Police shocker: No difference between PAP and Government

Sergeant Kenny Quek raised eyebrows in court today when he told the Judge that there was no difference between the PAP and the Government.

This comment was made under questioning from Mr Gandhi Ambalam who, together with Dr Chee Soon Juan Mr Yap Keng Ho, are charged with speaking in public without a licence on 22 Apr 06 during the 2006 general elections in May.

Sgt Quek said that he saw the Defendants “conveying a message to listeners for a period of time” on the said morning and decided to warn the Defendants for committing an offence.

He added that he also heard Mr Ambalam say that he was not going to “apologise to the Government” over the NKF article published in The New Democrat, the SDP’s newspaper.

(This was obviously not true as the Government had not demanded any apology from the SDP over the said article. It was PAP leaders, Mr Lee Kuan Yew and Mr Lee Hsien Loong, who had sued the SDP, not the Singapore Government).

Mr Ambalam then asked the police witness whether he knew the difference between the PAP and the Government, to which the officer replied that there was none. This drew an audible chuckle from those present in the courtroom.

“That’s the kind of education system we have here,” Mr Ambalam lamented.

Dr Chee then picked up the point during his cross-examination and told Sgt Quek that since the witness was a police officer, he was also a Government servant. By extension, Sgt Quek would see himself as a PAP servant since he saw no difference between the Government and PAP.

The witness then quickly retracted his statement and corrected himself, insisting that the PAP and the Government “were two different matters.”

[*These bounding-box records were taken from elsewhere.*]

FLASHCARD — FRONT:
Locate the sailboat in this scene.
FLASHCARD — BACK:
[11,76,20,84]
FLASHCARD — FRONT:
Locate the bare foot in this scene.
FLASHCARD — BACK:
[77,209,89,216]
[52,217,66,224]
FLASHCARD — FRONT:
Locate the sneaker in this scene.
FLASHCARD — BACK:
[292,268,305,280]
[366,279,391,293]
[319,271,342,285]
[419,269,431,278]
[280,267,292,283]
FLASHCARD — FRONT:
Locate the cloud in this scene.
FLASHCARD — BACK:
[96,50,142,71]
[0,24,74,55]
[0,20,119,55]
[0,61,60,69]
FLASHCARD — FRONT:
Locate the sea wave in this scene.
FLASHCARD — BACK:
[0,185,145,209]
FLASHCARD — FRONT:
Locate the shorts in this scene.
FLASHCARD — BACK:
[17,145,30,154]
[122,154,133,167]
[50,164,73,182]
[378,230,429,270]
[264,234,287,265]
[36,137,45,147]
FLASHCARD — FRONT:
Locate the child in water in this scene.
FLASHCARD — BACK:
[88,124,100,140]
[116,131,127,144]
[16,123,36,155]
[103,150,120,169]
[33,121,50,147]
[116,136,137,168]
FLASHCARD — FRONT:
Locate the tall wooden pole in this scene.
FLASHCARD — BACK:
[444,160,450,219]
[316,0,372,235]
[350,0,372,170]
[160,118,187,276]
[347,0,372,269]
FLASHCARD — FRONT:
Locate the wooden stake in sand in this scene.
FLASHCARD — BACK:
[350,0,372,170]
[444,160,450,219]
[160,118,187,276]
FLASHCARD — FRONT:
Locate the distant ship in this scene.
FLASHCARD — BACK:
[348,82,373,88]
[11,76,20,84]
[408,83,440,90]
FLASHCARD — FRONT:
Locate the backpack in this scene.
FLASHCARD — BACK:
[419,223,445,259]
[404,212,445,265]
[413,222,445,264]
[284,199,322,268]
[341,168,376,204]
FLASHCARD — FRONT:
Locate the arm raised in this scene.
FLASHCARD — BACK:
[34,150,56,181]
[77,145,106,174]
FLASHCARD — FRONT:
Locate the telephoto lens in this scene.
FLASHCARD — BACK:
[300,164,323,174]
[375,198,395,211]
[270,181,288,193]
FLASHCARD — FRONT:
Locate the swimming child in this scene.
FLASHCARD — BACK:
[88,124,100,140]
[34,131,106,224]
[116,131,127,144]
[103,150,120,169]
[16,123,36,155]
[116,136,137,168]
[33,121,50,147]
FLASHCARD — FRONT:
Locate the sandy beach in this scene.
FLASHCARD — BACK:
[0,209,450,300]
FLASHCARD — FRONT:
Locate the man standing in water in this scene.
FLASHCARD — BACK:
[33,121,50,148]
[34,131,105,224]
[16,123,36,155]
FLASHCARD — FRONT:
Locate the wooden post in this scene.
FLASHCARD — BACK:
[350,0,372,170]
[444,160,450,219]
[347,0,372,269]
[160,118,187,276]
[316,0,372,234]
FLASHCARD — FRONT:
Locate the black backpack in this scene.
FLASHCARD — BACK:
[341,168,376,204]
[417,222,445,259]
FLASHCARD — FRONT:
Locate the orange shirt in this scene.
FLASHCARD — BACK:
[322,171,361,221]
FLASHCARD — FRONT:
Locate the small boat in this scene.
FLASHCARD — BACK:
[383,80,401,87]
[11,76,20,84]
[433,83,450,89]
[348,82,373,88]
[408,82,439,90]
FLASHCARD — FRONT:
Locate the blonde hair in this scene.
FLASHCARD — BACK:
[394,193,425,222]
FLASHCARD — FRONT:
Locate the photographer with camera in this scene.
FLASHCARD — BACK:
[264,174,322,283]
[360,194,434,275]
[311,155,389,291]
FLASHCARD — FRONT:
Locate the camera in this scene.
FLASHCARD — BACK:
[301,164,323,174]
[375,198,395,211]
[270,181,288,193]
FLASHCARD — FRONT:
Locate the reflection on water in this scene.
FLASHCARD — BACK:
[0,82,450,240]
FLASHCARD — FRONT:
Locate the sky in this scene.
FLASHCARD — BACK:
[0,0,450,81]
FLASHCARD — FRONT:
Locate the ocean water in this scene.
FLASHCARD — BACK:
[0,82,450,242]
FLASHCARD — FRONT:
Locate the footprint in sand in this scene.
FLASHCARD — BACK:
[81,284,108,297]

Even the Judge had to ask the witness to clarify his statement as he had recorded earlier that the witness had said that the two entities were one and the same.

Based on this Dr Chee then proceeded to question the witness on whether the police would have taken action if it had been someone else instead of SDP members who carried out the activity on 22 Apr.

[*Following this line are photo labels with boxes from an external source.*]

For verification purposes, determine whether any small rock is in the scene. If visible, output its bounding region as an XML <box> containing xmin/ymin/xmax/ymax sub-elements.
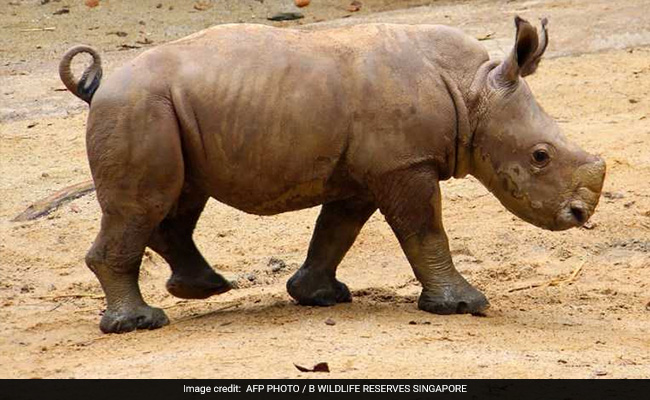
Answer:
<box><xmin>582</xmin><ymin>221</ymin><xmax>598</xmax><ymax>230</ymax></box>
<box><xmin>267</xmin><ymin>12</ymin><xmax>305</xmax><ymax>21</ymax></box>
<box><xmin>603</xmin><ymin>192</ymin><xmax>625</xmax><ymax>200</ymax></box>
<box><xmin>106</xmin><ymin>31</ymin><xmax>129</xmax><ymax>37</ymax></box>
<box><xmin>267</xmin><ymin>257</ymin><xmax>287</xmax><ymax>272</ymax></box>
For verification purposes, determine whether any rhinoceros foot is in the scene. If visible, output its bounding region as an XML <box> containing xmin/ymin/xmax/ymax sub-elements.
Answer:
<box><xmin>418</xmin><ymin>284</ymin><xmax>490</xmax><ymax>315</ymax></box>
<box><xmin>166</xmin><ymin>268</ymin><xmax>232</xmax><ymax>299</ymax></box>
<box><xmin>287</xmin><ymin>268</ymin><xmax>352</xmax><ymax>306</ymax></box>
<box><xmin>99</xmin><ymin>305</ymin><xmax>169</xmax><ymax>333</ymax></box>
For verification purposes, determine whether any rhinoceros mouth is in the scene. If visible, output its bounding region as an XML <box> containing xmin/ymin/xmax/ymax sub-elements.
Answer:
<box><xmin>553</xmin><ymin>200</ymin><xmax>593</xmax><ymax>231</ymax></box>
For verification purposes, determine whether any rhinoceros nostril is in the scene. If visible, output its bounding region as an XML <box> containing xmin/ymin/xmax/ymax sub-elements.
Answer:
<box><xmin>571</xmin><ymin>204</ymin><xmax>589</xmax><ymax>224</ymax></box>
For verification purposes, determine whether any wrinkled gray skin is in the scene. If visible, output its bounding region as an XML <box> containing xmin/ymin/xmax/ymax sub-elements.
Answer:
<box><xmin>60</xmin><ymin>18</ymin><xmax>605</xmax><ymax>332</ymax></box>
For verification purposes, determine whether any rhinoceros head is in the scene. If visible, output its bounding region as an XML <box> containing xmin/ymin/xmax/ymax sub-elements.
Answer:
<box><xmin>470</xmin><ymin>17</ymin><xmax>605</xmax><ymax>230</ymax></box>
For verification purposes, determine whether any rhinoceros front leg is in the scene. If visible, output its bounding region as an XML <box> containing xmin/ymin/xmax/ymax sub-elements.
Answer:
<box><xmin>375</xmin><ymin>169</ymin><xmax>489</xmax><ymax>314</ymax></box>
<box><xmin>287</xmin><ymin>198</ymin><xmax>377</xmax><ymax>306</ymax></box>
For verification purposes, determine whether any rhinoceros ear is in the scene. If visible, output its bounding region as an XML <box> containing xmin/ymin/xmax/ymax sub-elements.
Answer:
<box><xmin>494</xmin><ymin>16</ymin><xmax>548</xmax><ymax>83</ymax></box>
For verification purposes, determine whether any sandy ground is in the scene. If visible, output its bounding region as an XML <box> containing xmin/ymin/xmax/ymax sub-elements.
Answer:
<box><xmin>0</xmin><ymin>0</ymin><xmax>650</xmax><ymax>378</ymax></box>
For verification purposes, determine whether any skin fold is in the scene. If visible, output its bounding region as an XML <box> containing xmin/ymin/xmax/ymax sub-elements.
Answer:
<box><xmin>60</xmin><ymin>18</ymin><xmax>605</xmax><ymax>332</ymax></box>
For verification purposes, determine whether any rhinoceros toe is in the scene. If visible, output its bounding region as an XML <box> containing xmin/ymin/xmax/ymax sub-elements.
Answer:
<box><xmin>418</xmin><ymin>285</ymin><xmax>490</xmax><ymax>315</ymax></box>
<box><xmin>99</xmin><ymin>306</ymin><xmax>169</xmax><ymax>333</ymax></box>
<box><xmin>287</xmin><ymin>268</ymin><xmax>352</xmax><ymax>306</ymax></box>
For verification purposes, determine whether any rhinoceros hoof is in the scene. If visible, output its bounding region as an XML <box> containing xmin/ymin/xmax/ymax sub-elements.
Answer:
<box><xmin>99</xmin><ymin>305</ymin><xmax>169</xmax><ymax>333</ymax></box>
<box><xmin>418</xmin><ymin>285</ymin><xmax>490</xmax><ymax>315</ymax></box>
<box><xmin>287</xmin><ymin>268</ymin><xmax>352</xmax><ymax>306</ymax></box>
<box><xmin>166</xmin><ymin>269</ymin><xmax>232</xmax><ymax>299</ymax></box>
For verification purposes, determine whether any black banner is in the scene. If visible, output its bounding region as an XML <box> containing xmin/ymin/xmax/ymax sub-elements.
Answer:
<box><xmin>0</xmin><ymin>379</ymin><xmax>650</xmax><ymax>400</ymax></box>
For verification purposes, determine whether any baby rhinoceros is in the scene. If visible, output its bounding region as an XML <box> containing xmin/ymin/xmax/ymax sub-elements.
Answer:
<box><xmin>60</xmin><ymin>17</ymin><xmax>605</xmax><ymax>332</ymax></box>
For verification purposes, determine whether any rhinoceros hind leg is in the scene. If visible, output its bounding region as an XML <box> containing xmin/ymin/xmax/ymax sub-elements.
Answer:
<box><xmin>149</xmin><ymin>184</ymin><xmax>232</xmax><ymax>299</ymax></box>
<box><xmin>86</xmin><ymin>96</ymin><xmax>184</xmax><ymax>333</ymax></box>
<box><xmin>287</xmin><ymin>198</ymin><xmax>377</xmax><ymax>306</ymax></box>
<box><xmin>86</xmin><ymin>214</ymin><xmax>176</xmax><ymax>333</ymax></box>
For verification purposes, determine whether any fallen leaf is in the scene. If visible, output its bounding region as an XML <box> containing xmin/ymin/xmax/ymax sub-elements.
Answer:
<box><xmin>293</xmin><ymin>363</ymin><xmax>330</xmax><ymax>372</ymax></box>
<box><xmin>135</xmin><ymin>38</ymin><xmax>153</xmax><ymax>44</ymax></box>
<box><xmin>117</xmin><ymin>44</ymin><xmax>140</xmax><ymax>50</ymax></box>
<box><xmin>476</xmin><ymin>32</ymin><xmax>494</xmax><ymax>41</ymax></box>
<box><xmin>106</xmin><ymin>31</ymin><xmax>129</xmax><ymax>37</ymax></box>
<box><xmin>194</xmin><ymin>0</ymin><xmax>212</xmax><ymax>11</ymax></box>
<box><xmin>348</xmin><ymin>0</ymin><xmax>363</xmax><ymax>12</ymax></box>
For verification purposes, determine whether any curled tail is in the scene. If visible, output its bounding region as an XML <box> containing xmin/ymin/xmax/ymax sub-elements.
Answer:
<box><xmin>59</xmin><ymin>46</ymin><xmax>102</xmax><ymax>104</ymax></box>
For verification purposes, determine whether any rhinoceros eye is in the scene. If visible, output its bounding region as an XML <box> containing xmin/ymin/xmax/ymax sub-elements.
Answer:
<box><xmin>533</xmin><ymin>149</ymin><xmax>551</xmax><ymax>168</ymax></box>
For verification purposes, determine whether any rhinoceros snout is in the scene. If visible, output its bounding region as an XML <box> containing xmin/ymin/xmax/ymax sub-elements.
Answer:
<box><xmin>555</xmin><ymin>155</ymin><xmax>606</xmax><ymax>230</ymax></box>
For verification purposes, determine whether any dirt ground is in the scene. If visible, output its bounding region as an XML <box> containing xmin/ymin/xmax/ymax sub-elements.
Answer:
<box><xmin>0</xmin><ymin>0</ymin><xmax>650</xmax><ymax>378</ymax></box>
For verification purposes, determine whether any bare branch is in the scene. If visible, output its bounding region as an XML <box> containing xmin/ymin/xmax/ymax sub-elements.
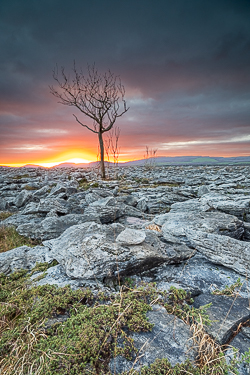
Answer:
<box><xmin>49</xmin><ymin>61</ymin><xmax>129</xmax><ymax>177</ymax></box>
<box><xmin>73</xmin><ymin>114</ymin><xmax>98</xmax><ymax>134</ymax></box>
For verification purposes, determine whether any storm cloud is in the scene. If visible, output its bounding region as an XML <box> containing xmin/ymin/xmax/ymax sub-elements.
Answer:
<box><xmin>0</xmin><ymin>0</ymin><xmax>250</xmax><ymax>163</ymax></box>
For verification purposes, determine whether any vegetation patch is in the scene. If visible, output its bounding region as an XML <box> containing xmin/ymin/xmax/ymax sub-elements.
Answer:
<box><xmin>164</xmin><ymin>286</ymin><xmax>212</xmax><ymax>325</ymax></box>
<box><xmin>0</xmin><ymin>211</ymin><xmax>13</xmax><ymax>220</ymax></box>
<box><xmin>23</xmin><ymin>185</ymin><xmax>37</xmax><ymax>190</ymax></box>
<box><xmin>212</xmin><ymin>277</ymin><xmax>243</xmax><ymax>297</ymax></box>
<box><xmin>12</xmin><ymin>173</ymin><xmax>30</xmax><ymax>180</ymax></box>
<box><xmin>0</xmin><ymin>226</ymin><xmax>40</xmax><ymax>253</ymax></box>
<box><xmin>0</xmin><ymin>270</ymin><xmax>248</xmax><ymax>375</ymax></box>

The Judge repeatedly ruled the question irrelevant and refused to allow Dr Chee to adduce evidence that the police had acted in a discriminatory fashion.

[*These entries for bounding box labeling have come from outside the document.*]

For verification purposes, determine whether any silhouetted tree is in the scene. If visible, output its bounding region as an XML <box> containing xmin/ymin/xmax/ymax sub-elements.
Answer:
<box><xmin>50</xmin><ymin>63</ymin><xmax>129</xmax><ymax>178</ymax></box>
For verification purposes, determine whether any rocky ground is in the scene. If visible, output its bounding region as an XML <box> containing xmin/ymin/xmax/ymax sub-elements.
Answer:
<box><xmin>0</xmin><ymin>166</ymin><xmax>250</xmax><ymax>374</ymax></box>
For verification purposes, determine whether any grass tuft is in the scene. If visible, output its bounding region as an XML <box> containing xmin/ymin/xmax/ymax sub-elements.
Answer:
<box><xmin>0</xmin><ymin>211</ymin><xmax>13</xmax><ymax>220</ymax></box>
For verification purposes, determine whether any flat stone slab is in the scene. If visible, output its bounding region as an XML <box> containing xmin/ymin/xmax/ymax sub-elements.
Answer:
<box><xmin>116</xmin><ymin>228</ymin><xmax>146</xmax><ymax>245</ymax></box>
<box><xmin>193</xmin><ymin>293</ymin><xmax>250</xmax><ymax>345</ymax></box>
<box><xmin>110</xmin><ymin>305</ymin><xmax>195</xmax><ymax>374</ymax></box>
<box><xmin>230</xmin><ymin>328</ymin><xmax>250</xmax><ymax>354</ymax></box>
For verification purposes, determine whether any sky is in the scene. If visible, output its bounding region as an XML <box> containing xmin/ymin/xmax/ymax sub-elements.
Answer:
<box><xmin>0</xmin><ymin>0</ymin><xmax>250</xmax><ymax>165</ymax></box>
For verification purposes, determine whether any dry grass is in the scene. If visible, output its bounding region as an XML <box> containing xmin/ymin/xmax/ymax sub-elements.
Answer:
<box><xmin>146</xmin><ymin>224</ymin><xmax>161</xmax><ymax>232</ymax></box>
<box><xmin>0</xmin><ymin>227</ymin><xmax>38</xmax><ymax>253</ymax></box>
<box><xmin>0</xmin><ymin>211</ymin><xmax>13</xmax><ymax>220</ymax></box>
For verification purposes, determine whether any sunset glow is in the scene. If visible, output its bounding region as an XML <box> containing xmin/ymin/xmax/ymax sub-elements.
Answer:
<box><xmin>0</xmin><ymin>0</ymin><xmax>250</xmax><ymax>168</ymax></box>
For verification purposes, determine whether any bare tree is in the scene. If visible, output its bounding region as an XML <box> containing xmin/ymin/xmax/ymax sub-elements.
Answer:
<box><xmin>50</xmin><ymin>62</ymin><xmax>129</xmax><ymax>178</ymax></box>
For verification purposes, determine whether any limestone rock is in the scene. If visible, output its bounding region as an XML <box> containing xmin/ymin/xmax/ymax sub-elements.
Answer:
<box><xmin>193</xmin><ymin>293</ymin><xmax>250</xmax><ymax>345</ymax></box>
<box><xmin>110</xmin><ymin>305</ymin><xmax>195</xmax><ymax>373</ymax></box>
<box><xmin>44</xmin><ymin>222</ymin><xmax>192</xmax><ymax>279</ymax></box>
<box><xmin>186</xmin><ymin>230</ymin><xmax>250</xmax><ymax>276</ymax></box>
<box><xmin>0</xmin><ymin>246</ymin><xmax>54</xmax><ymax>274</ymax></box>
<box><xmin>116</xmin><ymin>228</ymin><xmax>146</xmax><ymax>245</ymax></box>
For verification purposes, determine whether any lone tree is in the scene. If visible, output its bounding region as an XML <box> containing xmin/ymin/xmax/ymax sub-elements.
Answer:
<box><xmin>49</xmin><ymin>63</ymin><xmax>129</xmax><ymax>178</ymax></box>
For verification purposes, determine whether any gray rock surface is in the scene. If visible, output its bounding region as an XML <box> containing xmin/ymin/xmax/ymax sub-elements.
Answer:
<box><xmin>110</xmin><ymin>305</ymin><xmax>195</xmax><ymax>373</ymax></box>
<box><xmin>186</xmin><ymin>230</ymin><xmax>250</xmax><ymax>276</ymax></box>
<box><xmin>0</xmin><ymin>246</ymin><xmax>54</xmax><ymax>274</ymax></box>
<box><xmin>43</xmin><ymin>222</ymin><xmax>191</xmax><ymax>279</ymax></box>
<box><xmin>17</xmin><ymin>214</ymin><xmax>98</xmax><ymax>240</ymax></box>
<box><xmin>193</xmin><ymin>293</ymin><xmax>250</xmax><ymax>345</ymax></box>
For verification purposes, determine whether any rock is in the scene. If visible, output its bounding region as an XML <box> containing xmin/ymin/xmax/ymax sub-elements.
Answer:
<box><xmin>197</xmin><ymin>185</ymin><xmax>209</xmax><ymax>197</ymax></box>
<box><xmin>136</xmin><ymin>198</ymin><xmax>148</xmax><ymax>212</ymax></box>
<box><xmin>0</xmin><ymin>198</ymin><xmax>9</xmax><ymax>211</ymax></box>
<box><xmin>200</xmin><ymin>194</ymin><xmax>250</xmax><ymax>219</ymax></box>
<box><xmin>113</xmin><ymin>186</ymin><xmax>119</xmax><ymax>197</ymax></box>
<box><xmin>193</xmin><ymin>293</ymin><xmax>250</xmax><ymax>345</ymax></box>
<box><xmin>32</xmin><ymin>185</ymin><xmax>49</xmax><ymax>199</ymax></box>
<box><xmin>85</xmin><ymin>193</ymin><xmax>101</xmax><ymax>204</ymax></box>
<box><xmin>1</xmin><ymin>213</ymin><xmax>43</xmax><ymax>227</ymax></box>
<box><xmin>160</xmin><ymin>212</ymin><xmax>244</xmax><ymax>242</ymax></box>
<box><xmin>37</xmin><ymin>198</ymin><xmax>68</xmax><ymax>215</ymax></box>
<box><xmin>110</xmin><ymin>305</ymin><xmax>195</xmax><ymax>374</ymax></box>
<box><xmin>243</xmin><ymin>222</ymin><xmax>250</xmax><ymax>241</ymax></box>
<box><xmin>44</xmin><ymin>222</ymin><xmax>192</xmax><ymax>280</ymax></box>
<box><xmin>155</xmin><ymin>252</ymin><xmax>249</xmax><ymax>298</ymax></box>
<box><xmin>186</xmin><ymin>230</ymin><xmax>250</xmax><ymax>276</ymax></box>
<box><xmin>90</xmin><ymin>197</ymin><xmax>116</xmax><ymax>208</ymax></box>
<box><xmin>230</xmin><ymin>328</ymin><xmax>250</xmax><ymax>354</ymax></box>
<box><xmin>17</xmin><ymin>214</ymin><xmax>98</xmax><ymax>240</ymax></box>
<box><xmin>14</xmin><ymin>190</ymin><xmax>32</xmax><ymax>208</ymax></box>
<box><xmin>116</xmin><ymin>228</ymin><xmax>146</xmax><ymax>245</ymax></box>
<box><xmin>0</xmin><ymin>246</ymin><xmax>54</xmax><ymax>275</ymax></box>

“This is especially significant given the fact that Sgt Quek felt that the PAP and the Government are the same political entity,” Dr Chee argued.

It would not be an exaggeration to say that the police, under the instructions of the PAP, decided to take action against the SDP in order to cripple its election effort, Dr Chee pointed.

Under the Constitution, he continued, citizens should all be treated equally under the law and the police had an obligation to be even-handed.

The event had taken place with the elections as a backdrop and that the SDP had wanted to campaign on the sensitive NKF scandal.

The Judge, however, remained adamant in refusing to allow Dr Chee to pursue this line of questioning.

“If that’s the case, then I have no further questions,” Dr Chee concluded.